4. Bake at 400 degrees for 8 minutes. Then turn down the oven to 375 degrees and bake for the remaining time (about 30 minutes. Note: If the top of the cobbler begins to brown before its time to remove from the oven, take a large piece of aluminum foil and make a crease/tent over the cobbler. This helps keep the cobbler from burning. The best way to know if the cobbler is done, the blueberry juices will be bubbling everywhere. And a toothpick should over out clean after inserted to one of the cobbler blobs.
5. Place cobbler on a cooling rack and let it cool for about 30 minutes (see helpful tips below). Serve with ice cream and enjoy! Store at room temp or fridge for 1-2 days.
FAQ’s
Helpful tips
Here are some important Pro tips by Maude
- To ensure a fluffy and flaky topping on your cobbler, chill it in the fridge before baking! Because this cobbler batter is like a biscuit or pie, its important that ingredients go into the oven cold.

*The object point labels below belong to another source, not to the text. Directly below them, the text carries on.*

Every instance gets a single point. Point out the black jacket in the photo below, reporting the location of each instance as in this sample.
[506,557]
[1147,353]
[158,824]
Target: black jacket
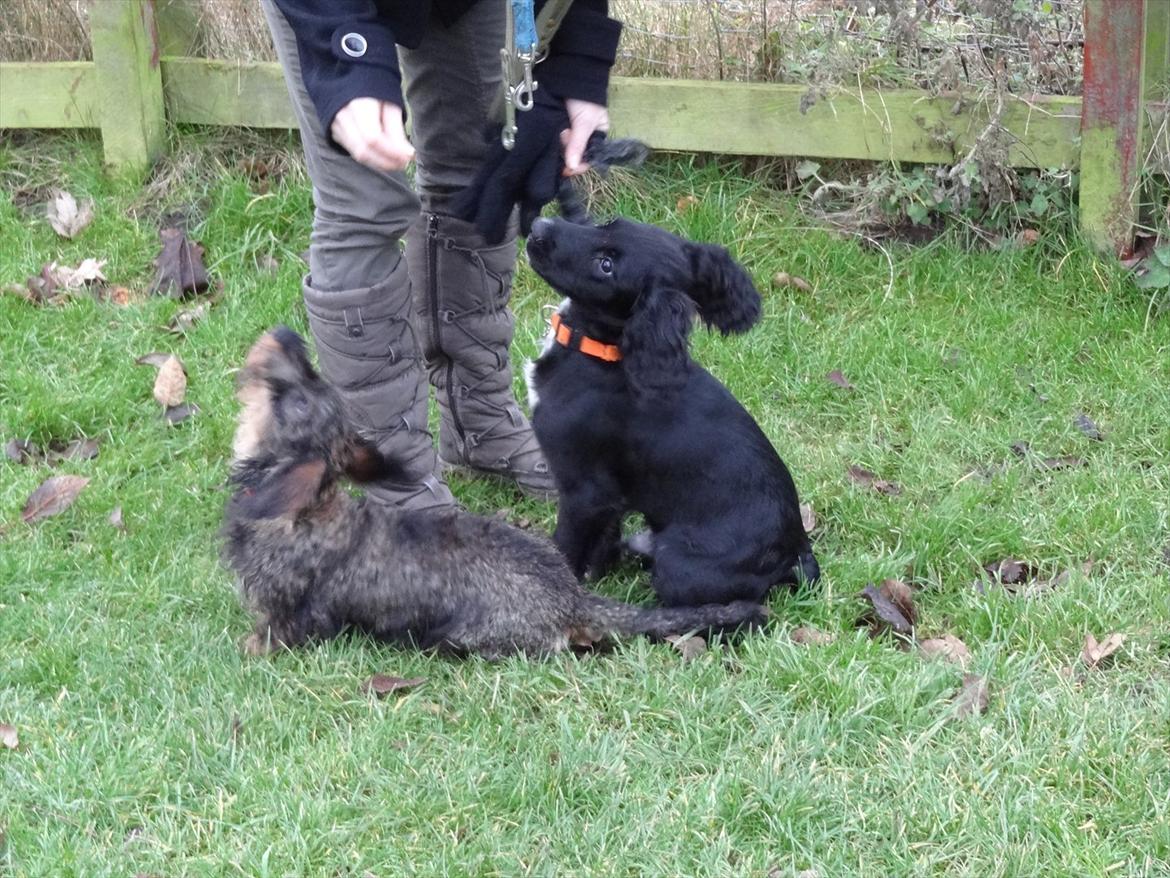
[578,64]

- After the cobbler is baking, I like to dig in after about 10-15 minutes of resting. This is my personal preference! I love warm cobbler and cold ice cream. If you like your cobbler firmer, try waiting 30-35 minutes.
- I often bake ugly looking cookies (LOL). To avoid and ugly single serve cookie, grab a soup bowl and place it over the cookie- give it a nice swirl, which helps the cookie return to a circular shape. Its a bomb technique, and no skill required!
If you try this recipe, I would love your feedback! Please leave a star rating, a comment below or on the reel in Instagram! Also please share what you made and tag @eatmaudes !! Thank you so much for stopping by and making yumminess with me!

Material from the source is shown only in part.